There was really no reason for me to tell Finn to put his finger in the hole again because he was going to do it anyway.  Neither did I have to keep encouraging him to stop the water coming out of the fountain.  At one point Finn yells across the table to Caleb for him to put his finger in the hole. He does not really want Caleb to do it, but is announcing that he is going to do it, but he is using my words.  And again, I did not need to ask him if he could make it go again. I was not listening. I was trying to direct him when I really did not need to.  My voice in this video is just a distraction. If you take my voice out, one can really listen and observe what the children are doing.

In this particular video my encouragement and questions did not change the children's exploration. I can imagine, though, that my questions, narration and encouragement can affect the trajectory of the children's play and exploration.  Is that so bad?  I do not know, but my constant interjections may send a subtle message that I doubt some of the children's competencies.

In the classroom, why do I always feel like I need to ask a question or narrate or interpret or encourage?  There may be a time for that, but I am beginning to think that I need to be more quiet to truly be able to listen.

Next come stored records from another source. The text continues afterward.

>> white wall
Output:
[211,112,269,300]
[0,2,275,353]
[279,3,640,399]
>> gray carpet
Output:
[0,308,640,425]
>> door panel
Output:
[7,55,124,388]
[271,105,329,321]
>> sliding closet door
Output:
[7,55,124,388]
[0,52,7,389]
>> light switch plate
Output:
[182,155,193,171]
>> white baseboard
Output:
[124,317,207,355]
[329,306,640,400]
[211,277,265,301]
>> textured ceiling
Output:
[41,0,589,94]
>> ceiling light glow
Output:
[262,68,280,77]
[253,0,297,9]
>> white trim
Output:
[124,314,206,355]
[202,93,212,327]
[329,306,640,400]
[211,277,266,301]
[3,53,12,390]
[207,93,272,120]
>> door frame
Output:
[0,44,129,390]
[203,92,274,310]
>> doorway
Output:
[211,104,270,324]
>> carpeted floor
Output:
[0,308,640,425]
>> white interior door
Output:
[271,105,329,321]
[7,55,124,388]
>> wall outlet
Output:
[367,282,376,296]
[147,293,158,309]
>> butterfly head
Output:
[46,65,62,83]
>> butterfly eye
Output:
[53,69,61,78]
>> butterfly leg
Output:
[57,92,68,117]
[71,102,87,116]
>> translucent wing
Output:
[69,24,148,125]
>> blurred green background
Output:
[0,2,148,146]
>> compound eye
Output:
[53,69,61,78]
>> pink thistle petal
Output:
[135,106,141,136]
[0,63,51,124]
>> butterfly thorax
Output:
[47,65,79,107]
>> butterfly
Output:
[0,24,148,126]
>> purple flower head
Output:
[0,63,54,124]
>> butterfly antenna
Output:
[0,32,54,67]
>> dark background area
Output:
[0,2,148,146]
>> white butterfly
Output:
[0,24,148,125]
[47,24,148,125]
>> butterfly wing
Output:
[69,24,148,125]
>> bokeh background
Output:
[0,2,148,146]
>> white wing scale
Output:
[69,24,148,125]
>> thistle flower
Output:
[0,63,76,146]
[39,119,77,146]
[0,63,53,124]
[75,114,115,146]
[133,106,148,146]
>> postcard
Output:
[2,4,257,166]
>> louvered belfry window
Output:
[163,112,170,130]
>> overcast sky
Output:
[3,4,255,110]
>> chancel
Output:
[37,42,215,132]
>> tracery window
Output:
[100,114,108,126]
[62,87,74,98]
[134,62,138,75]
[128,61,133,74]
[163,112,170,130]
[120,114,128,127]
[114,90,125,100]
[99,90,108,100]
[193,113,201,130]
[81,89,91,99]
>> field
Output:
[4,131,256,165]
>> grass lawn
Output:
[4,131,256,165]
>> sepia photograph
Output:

p.s. I recently came across a TED talk by Evelyn Glennie, a deaf percussionist from Scotland. She says her sole purpose in life is to teach people how to listen. She says to do that, we first need to listen to ourselves.  She goes on to say that we need to be resonating chambers. And that we must stop the judgements because they get in the way of our listening.  Listening is contextual, fluid and full of uncertainty.  (That sounds exactly like an early childhood classroom.)